🤖 AI Summary
Existing text-driven 4D avatar generation suffers from temporal and geometric inconsistency, perceptual artifacts, motion distortion, high computational cost, and weak dynamic controllability. To address these challenges, this paper introduces the first diffusion-based triplane re-posing framework. Our method integrates skeleton-driven motion control with a two-stage diffusion architecture to explicitly model structural and motion priors; it employs triplane implicit representations coupled with autoregressive temporal modeling, enabling arbitrary-length, high-fidelity 4D sequence generation. Trained on large-scale 3D geometry and motion datasets, our approach reduces generation latency from hours to seconds. Quantitatively and qualitatively, it achieves state-of-the-art performance in geometric accuracy, visual realism, and temporal coherence. Moreover, it significantly enhances both controllability—via precise skeletal conditioning—and inference efficiency, establishing a new benchmark for scalable, high-quality text-to-4D synthesis.
📝 Abstract
With the increasing demand for 3D animation, generating high-fidelity, controllable 4D avatars from textual descriptions remains a significant challenge.

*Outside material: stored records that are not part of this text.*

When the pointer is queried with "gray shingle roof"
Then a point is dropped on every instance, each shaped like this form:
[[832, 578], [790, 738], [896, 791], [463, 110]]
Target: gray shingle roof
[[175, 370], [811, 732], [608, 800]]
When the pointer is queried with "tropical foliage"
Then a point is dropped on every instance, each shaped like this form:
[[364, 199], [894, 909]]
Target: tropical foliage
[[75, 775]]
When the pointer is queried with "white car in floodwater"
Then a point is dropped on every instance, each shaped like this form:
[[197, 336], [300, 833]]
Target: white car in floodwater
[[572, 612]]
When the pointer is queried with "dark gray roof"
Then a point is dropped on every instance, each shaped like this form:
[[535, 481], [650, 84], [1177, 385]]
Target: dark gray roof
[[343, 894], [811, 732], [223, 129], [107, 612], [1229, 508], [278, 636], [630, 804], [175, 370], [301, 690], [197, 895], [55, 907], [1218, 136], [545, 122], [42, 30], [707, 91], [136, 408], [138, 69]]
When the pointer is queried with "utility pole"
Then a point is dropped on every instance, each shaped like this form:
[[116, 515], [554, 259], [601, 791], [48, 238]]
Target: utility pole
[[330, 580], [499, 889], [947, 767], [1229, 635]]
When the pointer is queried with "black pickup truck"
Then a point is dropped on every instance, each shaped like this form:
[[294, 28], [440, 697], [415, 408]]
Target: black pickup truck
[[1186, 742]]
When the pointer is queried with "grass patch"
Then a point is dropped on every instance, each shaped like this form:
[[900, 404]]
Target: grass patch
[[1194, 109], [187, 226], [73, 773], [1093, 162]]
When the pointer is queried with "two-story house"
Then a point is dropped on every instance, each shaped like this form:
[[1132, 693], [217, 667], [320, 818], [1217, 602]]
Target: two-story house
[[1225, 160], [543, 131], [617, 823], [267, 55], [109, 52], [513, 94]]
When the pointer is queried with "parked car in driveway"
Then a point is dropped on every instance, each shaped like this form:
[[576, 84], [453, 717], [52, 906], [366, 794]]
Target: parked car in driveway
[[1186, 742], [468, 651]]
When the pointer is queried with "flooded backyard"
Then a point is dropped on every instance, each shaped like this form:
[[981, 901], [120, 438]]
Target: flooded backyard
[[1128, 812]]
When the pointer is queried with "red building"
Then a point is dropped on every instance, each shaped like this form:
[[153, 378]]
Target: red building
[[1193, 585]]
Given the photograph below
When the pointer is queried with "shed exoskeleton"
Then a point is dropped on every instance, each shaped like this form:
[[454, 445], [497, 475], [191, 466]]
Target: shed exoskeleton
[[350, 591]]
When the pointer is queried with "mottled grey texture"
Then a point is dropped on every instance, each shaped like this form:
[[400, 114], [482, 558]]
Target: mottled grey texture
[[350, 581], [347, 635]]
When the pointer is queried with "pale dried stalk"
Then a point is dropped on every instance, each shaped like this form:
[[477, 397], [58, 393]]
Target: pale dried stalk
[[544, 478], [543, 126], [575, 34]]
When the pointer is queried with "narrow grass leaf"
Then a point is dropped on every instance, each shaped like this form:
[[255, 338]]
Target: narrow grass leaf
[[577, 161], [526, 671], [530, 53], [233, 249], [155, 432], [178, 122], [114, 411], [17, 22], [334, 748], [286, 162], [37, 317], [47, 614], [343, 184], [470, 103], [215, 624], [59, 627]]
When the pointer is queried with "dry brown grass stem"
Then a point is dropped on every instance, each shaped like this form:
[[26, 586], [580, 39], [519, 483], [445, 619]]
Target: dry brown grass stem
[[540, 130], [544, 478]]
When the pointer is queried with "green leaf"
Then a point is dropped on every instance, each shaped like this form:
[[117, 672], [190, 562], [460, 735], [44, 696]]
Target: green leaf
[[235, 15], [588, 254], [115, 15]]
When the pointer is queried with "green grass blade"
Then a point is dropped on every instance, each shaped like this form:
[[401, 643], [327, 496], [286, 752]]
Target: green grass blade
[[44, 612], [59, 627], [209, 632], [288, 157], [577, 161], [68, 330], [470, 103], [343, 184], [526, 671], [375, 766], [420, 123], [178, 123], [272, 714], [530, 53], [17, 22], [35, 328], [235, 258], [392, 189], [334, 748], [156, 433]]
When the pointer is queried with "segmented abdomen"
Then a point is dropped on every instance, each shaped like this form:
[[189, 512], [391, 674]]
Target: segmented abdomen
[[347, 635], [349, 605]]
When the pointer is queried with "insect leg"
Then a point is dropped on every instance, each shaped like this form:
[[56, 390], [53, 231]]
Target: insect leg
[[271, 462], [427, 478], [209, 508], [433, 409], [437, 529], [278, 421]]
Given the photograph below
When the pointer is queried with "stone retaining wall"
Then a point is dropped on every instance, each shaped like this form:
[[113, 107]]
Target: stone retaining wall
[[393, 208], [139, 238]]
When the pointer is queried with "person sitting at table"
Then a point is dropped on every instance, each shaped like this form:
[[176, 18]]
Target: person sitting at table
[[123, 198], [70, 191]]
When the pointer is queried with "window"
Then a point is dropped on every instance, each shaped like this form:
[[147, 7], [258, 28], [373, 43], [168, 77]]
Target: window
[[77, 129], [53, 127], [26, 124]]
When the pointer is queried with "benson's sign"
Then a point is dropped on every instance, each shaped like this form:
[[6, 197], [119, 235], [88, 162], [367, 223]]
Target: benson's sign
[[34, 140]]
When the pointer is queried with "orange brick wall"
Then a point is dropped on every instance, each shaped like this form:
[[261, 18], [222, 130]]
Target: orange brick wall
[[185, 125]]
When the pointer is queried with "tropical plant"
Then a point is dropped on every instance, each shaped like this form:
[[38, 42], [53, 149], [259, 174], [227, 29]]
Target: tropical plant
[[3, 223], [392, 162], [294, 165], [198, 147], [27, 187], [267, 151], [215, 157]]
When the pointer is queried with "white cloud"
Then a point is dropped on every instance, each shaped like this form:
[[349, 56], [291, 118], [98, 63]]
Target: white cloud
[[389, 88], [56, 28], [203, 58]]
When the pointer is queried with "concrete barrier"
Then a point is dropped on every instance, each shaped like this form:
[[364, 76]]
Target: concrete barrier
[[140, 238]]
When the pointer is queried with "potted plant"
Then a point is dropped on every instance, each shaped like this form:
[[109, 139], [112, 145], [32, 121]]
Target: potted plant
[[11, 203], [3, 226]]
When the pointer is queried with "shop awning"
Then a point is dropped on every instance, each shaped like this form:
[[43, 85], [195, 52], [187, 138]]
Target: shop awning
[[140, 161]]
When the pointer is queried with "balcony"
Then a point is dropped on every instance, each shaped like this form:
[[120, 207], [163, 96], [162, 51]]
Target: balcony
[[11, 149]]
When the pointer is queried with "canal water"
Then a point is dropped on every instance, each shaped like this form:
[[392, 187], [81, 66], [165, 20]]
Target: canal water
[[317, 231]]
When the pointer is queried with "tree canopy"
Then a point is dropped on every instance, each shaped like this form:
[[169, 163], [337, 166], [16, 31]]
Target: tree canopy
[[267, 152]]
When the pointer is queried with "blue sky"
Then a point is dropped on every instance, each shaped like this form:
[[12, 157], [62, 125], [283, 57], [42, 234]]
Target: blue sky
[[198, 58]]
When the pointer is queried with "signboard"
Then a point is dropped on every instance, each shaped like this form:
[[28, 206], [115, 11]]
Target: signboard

Despite notable efforts in 4D generative modeling, existing methods exhibit fundamental limitations that impede their broader applicability, including temporal and geometric inconsistencies, perceptual artifacts, motion irregularities, high computational costs, and limited control over dynamics. To address these challenges, we propose TriDiff-4D, a novel 4D generative pipeline that employs diffusion-based triplane re-posing to produce high-quality, temporally coherent 4D avatars. Our model adopts an auto-regressive strategy to generate 4D sequences of arbitrary length, synthesizing each 3D frame with a single diffusion process. By explicitly learning 3D structure and motion priors from large-scale 3D and motion datasets, TriDiff-4D enables skeleton-driven 4D generation that excels in temporal consistency, motion accuracy, computational efficiency, and visual fidelity. Specifically, TriDiff-4D first generates a canonical 3D avatar and a corresponding motion sequence from a text prompt, then uses a second diffusion model to animate the avatar according to the motion sequence, supporting arbitrarily long 4D generation. Experimental results demonstrate that TriDiff-4D significantly outperforms existing methods, reducing generation time from hours to seconds by eliminating the optimization process, while substantially improving the generation of complex motions with high-fidelity appearance and accurate 3D geometry.